Los viejos heraldos: Cuba y el televisor

Uno de los cortos documentales cubanos más destacados del año, Los viejos heraldos (Luis Alejandro Yero, 2018), merece una nueva aproximación crítica.

Fotograma del documental Los viejos heraldos.

Foto: Tomado de la obra audiovisual

Las obras del realizador cubano Luis Alejandro Yero cuentan con uno de los palmarés más copiosos del último año, además de uno de los recorridos más amplios por plataformas de festivales del mudo. Su documental Los viejos heraldos (2018) sumó recientemente a su previo premio Coral de cortometraje, recibido en la pasada edición 40 del Festival de Cine de La Habana —apartado donde históricamente se registran menos cubanos—, el gran premio “Luces de la ciudad”, de la edición 19 del Almacén de la Imagen de Camagüey.

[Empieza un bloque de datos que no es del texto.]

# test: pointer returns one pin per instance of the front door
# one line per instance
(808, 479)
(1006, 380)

Esta obra, con la que Yero egresara de la especialidad de Documental en la Escuela Internacional de Cine y Televisión de San Antonio de los Baños (EICTV), ha sido exhibida en los últimos meses en diversos espacios de Turquía (Bozcaada International Festival of Ecological Documentary), Estados Unidos (Corto Circuito Latino Shorts Film Festival of New York y Maynard Ibero-American Film Festival), Francia (Festival Biarritz Amérique Latine), Alemania (Golden Tree International Documentary Film Festival), Argentina (DOC Buenos Aires), China (International Short Film Festival Canton), Uruguay (Cine Joven Cubano en el Sur) y en sesiones del multinacional Shnit Worldwide Shortfilmfestival que abarcan varios continentes.

De contrastes va este documental de unos 23 minutos, donde el director opta por registrar, desde la observación más pura, las rutinas calmas de dos ancianos habitantes de un no-lugar más cercano a un eterno limbo —en gran medida gracias a la esplendente luminosidad lograda por la cinematógrafa Natalia Medina—, que a un habitáculo ubicado en nuestro mismo plano de la realidad. El autor consigue así una precisa metáfora del margen, de las otredades extrañadas, ya por escogencia propia o por circunstancias ajenas a su voluntad.

La realización recibió el premio Coral de cortometraje en la pasada edición del Festival de Cine de La Habana.

La contraposición entre los (muchas veces… las más) divergentes rumbos de la nación y el status quo sucede entre un televisor y la vivienda donde el aparato reina: un espacio tan frágil que parece a punto de diluirse seráficamente en la tanta luz que lo repleta y lo impregna. Este intruso tecnológico quiebra el sosiego general, casi onírico. Es un cordón umbilical que mantiene a sus protagonistas anexados —más bien aherrojados— a un tiempo histórico al cual ya no pertenecen, y al que no parecen querer pertenecer tampoco.

Los viejos de Yero son heraldos silenciosos del desfase, de la asincronía crónica del país consigo mismo, del divorcio irreconciliable entre lógicas históricas. El televisor, en su artificialidad intrínseca, es heraldo de un sistema de autorrepresentación formalista, solemne; hierático hasta el kitsch marmóreo de las estatuas jóvenes de faraones viejos y decadentes. A pesar de yacer a pocos pasos de los ancianos, el televisor está a incontables años luz de sus existencias. Emite unidireccionalmente, ajeno, sordo, frígido. Insensible a la decrepitud vital y radiante emanada por estos ancianos.

Los protagonistas todos —la pareja y el televisor— conviven en una inercia sin intimidad, en una tolerancia sin comunicación posible. Existen en sus respectivas autonomías misantrópicas, como resultado de un pacto de no agresión, pero también de no diálogo, de no entusiasmo, de no fe, de no convencimiento.

El ajado equipo electrodoméstico es la vitrina donde se exhibe el fetiche rígido de sí mismo en que se ha convertido el status quo cubano. Es un escaparate donde las vanidades arden sin hoguera, donde la monotonía se autocelebra, donde le emoción ante la vieja pantomima murió de tantas iteraciones.

Tal parece que los viejos envejecieron contemplando la misma secuencia de imágenes una y otra vez, sin variaciones perceptibles en su dramaturgia, ni en sus personajes. Quizás se desvanezcan entre tanta arruga, ante las miradas ciegas e impertérritas de unas figuras que danzan aturdidas y protocolares al ritmo de un tautológico sonsonete, y nunca se atreverán a salirse de la inercial diégesis de su representación, para perseguir la rosa púrpura del Cairo en los predios del libre albedrío.